Claire's 10-year-old son was adopted from a Russian orphanage when he was 19 months old. Her other son, Ethan, joined their family just over a year ago, when he was seven. Ethan was born in Canada and entered government care at age two. All names are pseudonyms. In this 12-part series, Claire shares the "fast and furious learning" that she and her family experienced when they adopted an older child.

Within just a few hours of my boys coming home from school, toys, clothes and sports equipment once again littered our house. Hadn’t I just cleaned up all of this? I called them to come up and put away the stuff they had dragged out onto the bedroom floors. One complied; the other was firm that he would not. Eventually, he asked if there were other household chores he could do instead of straightening up his room. Trying hard to deter him I said, “I only have one more job, and that’s to clean the toilets in the bathroom.”

“I’ll take it,” he said, and asked for instructions. I took him into the bathroom, pulled out my Method Lil’ Bowl Blu (that stuff is awesome!) and the toilet brush. I showed him how to get the liquid under the rim and scrub the bowl and clean the seat, behind the seat, around the floor...you know the drill. He didn’t seem to mind doing it at all, but when our exercise was over I knew I wasn’t bringing him back there. I really wanted him to just be responsible for his room in the future.

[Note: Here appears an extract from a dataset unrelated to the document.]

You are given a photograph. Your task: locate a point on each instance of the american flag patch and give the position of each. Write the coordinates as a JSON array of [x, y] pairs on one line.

A few months later, I was planning his first ever birthday party. We were heading to a hockey tournament across the  border. The kids on his team were eager to have some fun between games at a pool party in his honour. Party supplies, check. Games organized, check. Prizes, check. Birthday gifts, check. Hockey equipment, check. I was excited for my little boy’s first party with friends.

I don’t know if you know this, but when you adopt a child, in order to protect the identity of the birth parents, you get no ID for that child until the adoption is finalized. For more than a yeare, I didn’t have information with his full name on it, or his new birth certificate with our family name on it. This is a rather antiquated practice left over from a time when most Ministry of Child and Family Development (MCFD) adoptions were babies. But MY baby could talk, and he does. He told me his name and the names of his birth parents. He told me where he used to live. But getting a kid across the border when you have nothing with the child’s name on it is a huge issue. Homeland Security doesn’t like that. I understand why. There I was holding out a letter with MCFD letterhead saying that a male child born on this date was in the temporary care of these people, and he was permitted to cross the border. It was signed by  someone that was unknown and inconsequential to the border crossing guard.

As we roll up to the border, I think “Oh good, it’s the woman border guard. She’s nice and seems to be confident in her ability to judge character.” We tell her where we’re going and she gathers our documentation. We explain the rather  strange circumstances around this piece of paper that serves as the only identification we have for the boy in the backseat who calls us Mom and Dad. She brings her head into the car and starts to ask him questions.

“Do you live with these people?”

“Yes,” he answers.

“Are they pretty good to you?” she asks. He hesitates.

“Ummmmmm. Not really, they make me clean their toilets.”

And that’s all he says. She and I lock eyes, she raises her eyebrow. I’m stunned. Words were so inadequate. All I could think about was the mountain of good intention and birthday madness in the back of the car. She must’ve seen the look on my face, because her lips turned up into a smile and she waved us on our way.

Deep breath. Never take anything personally.